I like the Honey Stingers, but mostly because I LOVE honey. After awhile though, they get overly sweet. I would say on the taste front, I give VFuel the edge. They have a good variety of flavors, all of which I have actually enjoyed, especially the Maple Bacon!
I think most of these seem to have similar enough ingredients that make them relatively close on this rating. The exception is Honey Stinger with its use of honey as its primary ingredient. Honey is known to be easily digested by the body and I usually feel the effects of these rather quickly.
NO NO NO on the Powerbar gels! My use of these coincided with stomach ulcers on not one, but two occasions. While that could be a coincidence, I have never had these issues otherwise, so it is enough to convince me to never use them again. Gu is another one that doesn’t settle well with me. They tend to make me quesy after 2-3.

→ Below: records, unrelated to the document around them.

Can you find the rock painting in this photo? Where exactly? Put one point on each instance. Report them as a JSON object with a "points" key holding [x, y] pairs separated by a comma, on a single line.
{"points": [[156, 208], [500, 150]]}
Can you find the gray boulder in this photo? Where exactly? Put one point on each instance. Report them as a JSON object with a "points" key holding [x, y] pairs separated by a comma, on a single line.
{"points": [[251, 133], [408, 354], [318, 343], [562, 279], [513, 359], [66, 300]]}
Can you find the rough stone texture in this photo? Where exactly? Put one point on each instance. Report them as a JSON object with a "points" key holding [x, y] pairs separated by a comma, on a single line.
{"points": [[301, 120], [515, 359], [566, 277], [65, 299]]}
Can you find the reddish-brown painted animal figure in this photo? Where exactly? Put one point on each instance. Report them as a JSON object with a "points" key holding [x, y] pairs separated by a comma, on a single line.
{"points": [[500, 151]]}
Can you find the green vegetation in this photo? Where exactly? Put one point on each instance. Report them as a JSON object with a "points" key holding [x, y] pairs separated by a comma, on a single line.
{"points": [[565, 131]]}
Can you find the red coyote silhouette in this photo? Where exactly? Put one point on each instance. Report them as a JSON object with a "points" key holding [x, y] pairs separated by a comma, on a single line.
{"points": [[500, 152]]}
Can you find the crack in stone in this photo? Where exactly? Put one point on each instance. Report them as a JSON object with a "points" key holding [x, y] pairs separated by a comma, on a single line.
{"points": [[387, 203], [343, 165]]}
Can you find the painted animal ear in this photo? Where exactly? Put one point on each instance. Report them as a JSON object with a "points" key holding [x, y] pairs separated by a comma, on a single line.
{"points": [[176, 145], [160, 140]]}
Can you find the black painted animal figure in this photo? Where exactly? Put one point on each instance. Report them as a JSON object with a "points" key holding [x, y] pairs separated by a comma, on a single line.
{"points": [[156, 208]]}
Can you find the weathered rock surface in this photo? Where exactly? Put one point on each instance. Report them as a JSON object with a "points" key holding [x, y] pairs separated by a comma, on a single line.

The only ones I have had significant problems with over the long haul are Powerbar and Gu. I have come to the conclusion that these only work for me on runs that require one gel. In fact, I have just stopped using them in general (unless I get one for free). Honey Stinger are difficult here from a taste perspective because they are so sweet, but that can be easily overcome by eating something else along with the gel.
At the top of my rating are Honey Stinger and VFuel. I give higher weighting for digestibility and effectiveness and these two are top notch. I haven’t had a bit of stomach nausea with either of these and they both seem to be very effective. That makes these the two to beat in my book. In fact, I often use a combination of both of these on most of my runs lately.